Visa has dismissed "recent rumblings" about the possible demise of PCI data security rules.
The rumours were "premature" and "dangerous" to long-term efforts to ensure that credit and debit card data is secure, the company's top risk management executive said.
Speaking at Visa's Global Security Summit in Washington, Ellen Richey, the credit card company's chief enterprise risk officer, insisted that despite recent data breaches at two payment processors, the Payment Card Industry Data Security Standard (PCI DSS) "remains an effective security tool when implemented properly."
Richey added that breaches such as the ones at Heartland Payment Systems and RBS WorldPay were shaping public opinion and obscuring what otherwise has been "substantial progress" on the security front over the past year.

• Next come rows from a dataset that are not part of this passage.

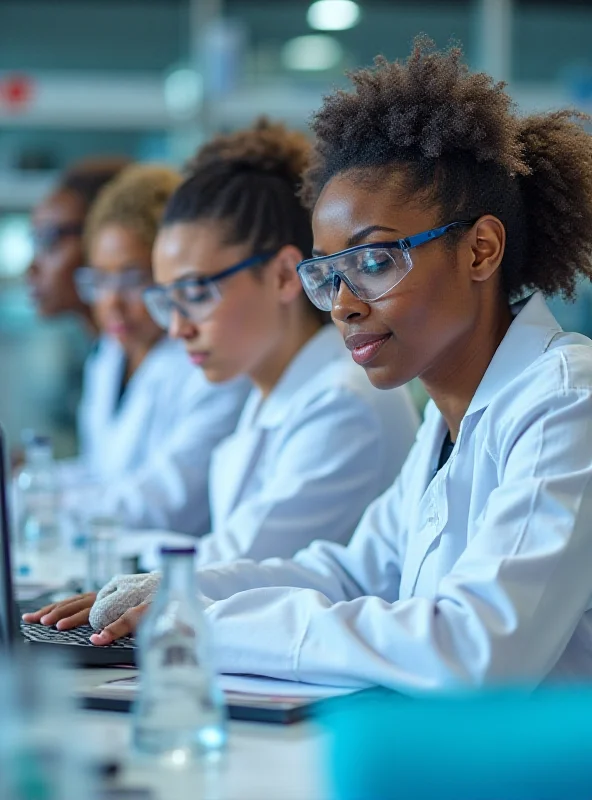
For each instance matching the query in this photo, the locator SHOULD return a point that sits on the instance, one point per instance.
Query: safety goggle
(92, 284)
(369, 270)
(194, 298)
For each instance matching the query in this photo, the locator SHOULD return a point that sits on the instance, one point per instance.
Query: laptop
(15, 633)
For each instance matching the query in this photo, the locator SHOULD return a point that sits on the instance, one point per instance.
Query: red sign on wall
(16, 92)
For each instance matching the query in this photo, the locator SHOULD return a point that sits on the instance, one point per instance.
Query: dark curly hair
(249, 181)
(462, 147)
(86, 178)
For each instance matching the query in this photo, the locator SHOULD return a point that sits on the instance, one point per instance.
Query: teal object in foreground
(496, 745)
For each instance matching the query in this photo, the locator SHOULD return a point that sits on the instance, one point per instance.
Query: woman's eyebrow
(359, 236)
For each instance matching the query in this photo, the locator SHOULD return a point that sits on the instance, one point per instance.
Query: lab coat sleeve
(324, 476)
(504, 613)
(171, 489)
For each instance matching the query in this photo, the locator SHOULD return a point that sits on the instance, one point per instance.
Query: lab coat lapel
(431, 515)
(231, 464)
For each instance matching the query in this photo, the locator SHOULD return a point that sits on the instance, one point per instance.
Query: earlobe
(488, 241)
(290, 286)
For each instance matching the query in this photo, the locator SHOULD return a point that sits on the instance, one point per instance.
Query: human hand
(66, 614)
(126, 624)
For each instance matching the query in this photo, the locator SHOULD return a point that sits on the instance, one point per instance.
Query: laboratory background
(150, 80)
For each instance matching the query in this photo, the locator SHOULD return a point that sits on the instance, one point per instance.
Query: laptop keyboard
(78, 636)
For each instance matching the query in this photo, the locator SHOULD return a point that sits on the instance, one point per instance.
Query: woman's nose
(347, 305)
(180, 327)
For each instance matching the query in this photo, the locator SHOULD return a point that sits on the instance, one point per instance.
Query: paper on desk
(252, 685)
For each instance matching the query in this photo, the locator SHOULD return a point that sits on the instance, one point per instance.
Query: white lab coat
(306, 462)
(146, 461)
(481, 574)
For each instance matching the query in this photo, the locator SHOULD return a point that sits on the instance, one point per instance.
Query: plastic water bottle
(37, 497)
(180, 712)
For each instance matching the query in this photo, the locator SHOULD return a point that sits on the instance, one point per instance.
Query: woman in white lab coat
(148, 419)
(474, 568)
(316, 442)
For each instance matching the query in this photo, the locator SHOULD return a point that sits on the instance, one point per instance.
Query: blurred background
(151, 79)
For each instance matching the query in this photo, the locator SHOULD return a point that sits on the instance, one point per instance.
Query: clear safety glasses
(194, 298)
(368, 270)
(92, 284)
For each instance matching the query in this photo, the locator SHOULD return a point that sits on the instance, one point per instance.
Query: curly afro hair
(136, 199)
(461, 146)
(249, 181)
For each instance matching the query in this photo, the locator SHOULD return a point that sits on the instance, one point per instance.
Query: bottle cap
(168, 550)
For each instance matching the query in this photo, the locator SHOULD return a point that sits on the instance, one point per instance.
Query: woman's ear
(488, 242)
(288, 282)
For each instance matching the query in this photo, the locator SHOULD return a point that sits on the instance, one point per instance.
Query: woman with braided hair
(441, 219)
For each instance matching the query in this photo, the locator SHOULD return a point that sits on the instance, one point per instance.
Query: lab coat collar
(324, 347)
(527, 338)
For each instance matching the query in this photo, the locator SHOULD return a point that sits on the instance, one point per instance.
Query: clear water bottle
(180, 712)
(37, 497)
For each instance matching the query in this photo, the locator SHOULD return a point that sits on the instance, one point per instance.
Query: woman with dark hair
(148, 420)
(58, 226)
(316, 442)
(441, 218)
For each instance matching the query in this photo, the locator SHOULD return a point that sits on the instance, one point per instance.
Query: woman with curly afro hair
(316, 442)
(441, 219)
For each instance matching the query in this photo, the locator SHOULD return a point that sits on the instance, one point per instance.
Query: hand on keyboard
(66, 614)
(123, 626)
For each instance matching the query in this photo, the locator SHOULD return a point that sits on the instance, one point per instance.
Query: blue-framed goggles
(194, 298)
(369, 270)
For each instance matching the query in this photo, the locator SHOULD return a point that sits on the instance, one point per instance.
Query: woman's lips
(198, 358)
(365, 346)
(117, 328)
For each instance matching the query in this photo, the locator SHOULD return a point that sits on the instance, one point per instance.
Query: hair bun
(266, 148)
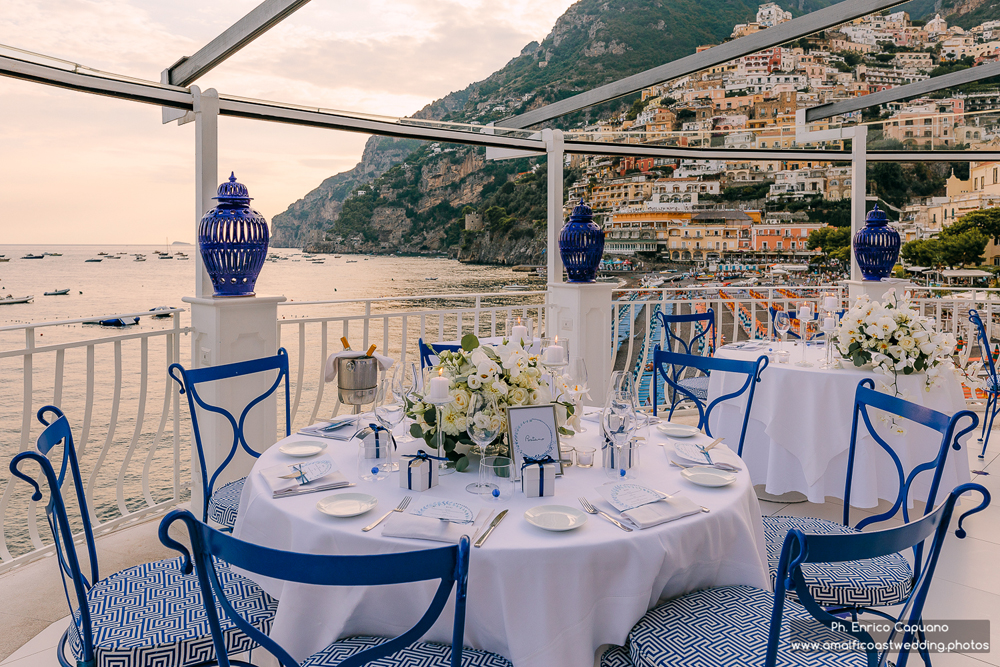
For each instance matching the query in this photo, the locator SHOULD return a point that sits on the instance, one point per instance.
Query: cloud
(88, 169)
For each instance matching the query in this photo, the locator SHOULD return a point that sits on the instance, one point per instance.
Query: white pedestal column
(876, 289)
(581, 313)
(228, 330)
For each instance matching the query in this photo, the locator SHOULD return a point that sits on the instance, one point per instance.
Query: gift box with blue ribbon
(421, 471)
(538, 477)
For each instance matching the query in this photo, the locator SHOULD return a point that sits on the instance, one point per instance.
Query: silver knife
(483, 527)
(489, 530)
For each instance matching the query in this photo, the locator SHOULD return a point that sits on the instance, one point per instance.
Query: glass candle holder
(585, 457)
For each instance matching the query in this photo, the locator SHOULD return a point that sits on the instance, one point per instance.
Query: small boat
(114, 322)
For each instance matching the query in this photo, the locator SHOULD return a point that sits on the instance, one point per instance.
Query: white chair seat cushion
(420, 654)
(225, 502)
(697, 386)
(616, 656)
(727, 626)
(871, 582)
(153, 615)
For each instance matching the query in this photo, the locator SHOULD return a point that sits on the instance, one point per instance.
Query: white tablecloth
(800, 430)
(541, 599)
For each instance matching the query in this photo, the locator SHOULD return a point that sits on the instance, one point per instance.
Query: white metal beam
(828, 17)
(260, 19)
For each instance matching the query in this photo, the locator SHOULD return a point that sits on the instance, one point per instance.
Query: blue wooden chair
(150, 614)
(888, 580)
(751, 627)
(428, 351)
(702, 343)
(992, 381)
(673, 365)
(220, 505)
(448, 564)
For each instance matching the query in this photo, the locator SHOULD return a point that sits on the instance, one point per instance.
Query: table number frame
(520, 415)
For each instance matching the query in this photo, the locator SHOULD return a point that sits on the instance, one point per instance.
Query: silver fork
(590, 509)
(399, 508)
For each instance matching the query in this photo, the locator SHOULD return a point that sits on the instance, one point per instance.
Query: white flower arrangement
(895, 339)
(506, 373)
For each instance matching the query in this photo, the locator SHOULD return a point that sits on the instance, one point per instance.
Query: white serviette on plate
(384, 362)
(403, 524)
(653, 514)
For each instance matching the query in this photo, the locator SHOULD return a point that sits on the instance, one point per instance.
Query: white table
(540, 599)
(800, 430)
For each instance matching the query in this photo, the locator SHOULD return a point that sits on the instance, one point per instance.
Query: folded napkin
(403, 524)
(341, 428)
(321, 475)
(384, 362)
(653, 514)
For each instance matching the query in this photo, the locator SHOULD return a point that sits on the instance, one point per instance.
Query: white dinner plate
(347, 504)
(302, 448)
(705, 476)
(677, 430)
(555, 517)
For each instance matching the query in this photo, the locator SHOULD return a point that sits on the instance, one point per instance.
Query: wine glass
(578, 388)
(389, 410)
(483, 425)
(782, 324)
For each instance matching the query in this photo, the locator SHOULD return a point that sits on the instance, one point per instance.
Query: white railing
(394, 324)
(127, 434)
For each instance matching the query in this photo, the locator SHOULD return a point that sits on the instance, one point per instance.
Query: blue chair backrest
(189, 381)
(984, 344)
(800, 548)
(427, 351)
(449, 564)
(948, 426)
(75, 582)
(672, 365)
(703, 335)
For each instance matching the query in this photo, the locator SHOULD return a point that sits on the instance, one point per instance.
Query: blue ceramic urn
(581, 245)
(233, 239)
(876, 246)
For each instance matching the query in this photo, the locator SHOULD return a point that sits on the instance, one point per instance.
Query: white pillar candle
(554, 354)
(439, 387)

"I'm sure that everyone in this room has read the headlines questioning how an event of this magnitude could still happen today," Richey said, referring to the Heartland breach. "The fact is, it never should have" - and indeed wouldn't have if Heartland had been vigilant about maintaining its PCI compliance, according to Richey.
"As we've said before," she continued, "no compromised entity has yet been found to be in compliance with PCI DSS at the time of a breach."

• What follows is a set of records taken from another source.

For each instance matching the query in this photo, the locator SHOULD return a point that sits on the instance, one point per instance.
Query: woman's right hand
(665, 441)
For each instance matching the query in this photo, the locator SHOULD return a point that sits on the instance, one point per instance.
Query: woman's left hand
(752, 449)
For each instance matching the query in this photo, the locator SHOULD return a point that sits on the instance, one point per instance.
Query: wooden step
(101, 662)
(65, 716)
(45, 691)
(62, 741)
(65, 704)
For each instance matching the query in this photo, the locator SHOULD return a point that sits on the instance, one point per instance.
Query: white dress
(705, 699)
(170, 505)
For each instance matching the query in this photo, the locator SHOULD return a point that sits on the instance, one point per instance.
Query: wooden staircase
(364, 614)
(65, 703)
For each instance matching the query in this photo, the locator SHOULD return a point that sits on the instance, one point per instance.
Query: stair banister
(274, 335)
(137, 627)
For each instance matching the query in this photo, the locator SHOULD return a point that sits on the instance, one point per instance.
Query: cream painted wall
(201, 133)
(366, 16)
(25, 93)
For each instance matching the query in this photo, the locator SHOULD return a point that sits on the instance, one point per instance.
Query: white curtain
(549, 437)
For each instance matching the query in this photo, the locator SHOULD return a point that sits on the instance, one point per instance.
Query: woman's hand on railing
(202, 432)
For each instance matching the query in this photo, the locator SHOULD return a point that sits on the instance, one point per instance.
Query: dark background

Pointing to Visa's decision last week to remove both of the breached payment processors from its list of PCI-compliant service providers, Richey said that Heartland would face fines and probationary terms that were proportionate to the still-undisclosed magnitude of the breach.
"While this situation is unfortunate, it does not make me question the tools we have at our disposal," she said of the PCI rules.
Richey's defence of PCI DSS and criticism of Heartland come as Visa, which has taken the lead among credit card companies in seeking to enforce the standard, is itself facing some criticism over its enforcement actions.